The Monday report described the test kit shortages as "severe" and shortfalls in PPE as "widespread" - compounding an already dangerous situation.
"Hospitals reported that widespread shortages of PPE put staff and patients at risk," reads the report, which consists of interviews with administrators from 323 hospitals chosen at random from across the country between March 23 and 27.
To make due, healthcare providers are turning to homemade or construction masks, as inadequate government supplies have resulted in desperate measures.
Hospitals said they are turning in some cases to construction masks or homemade masks, which they worried put staff at risk.
Supplies from government stockpiles did not always help. One hospital reported receiving 2,300 crucial N95 masks from a state stockpile, only to find they were not usable because the elastic bands had rotted. Another hospital said its last two shipments from a federal agency contained protective equipment that had expired in 2010. -The Hill
"The level of anxiety among staff is like nothing I’ve ever seen," said one hospital administrator.

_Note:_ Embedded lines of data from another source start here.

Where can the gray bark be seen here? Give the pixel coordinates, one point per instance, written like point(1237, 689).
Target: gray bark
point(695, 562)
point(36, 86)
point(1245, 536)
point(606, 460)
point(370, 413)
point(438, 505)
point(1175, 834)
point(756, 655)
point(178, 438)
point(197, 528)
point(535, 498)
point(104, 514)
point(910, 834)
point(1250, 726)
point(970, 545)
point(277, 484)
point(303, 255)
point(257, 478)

Administrators also report disarray and rising prices due to so many entities competing for limited supplies of equipment.
"Hospitals often stated that they were in competition with other providers for limited supplies, and that government intervention and coordination could help reconcile this problem at the national level to provide equitable distribution of supplies throughout the country," the report reads, adding: "Hospitals reported that severe shortages of testing supplies and extended waits for test results limited hospitals’ ability to monitor the health of patients and staff," it added - while noting that test results for COVID-19 often take seven days or more, meaning hospitals are using beds and equipment for potentially negative patients while waiting on the results.
What's more, care facilities have been receiving conflicting guidance from state and federal authorities.
Lastly, and similar to what we've seen in Italy - anticipated ventilator shortages are going to force hospitals to limit who gets to use one.
"Hospitals anticipated that ventilator shortages would pose difficult decisions about ethical allocation and liability, although at the time of our survey no hospital reported limiting ventilator use," reads the report.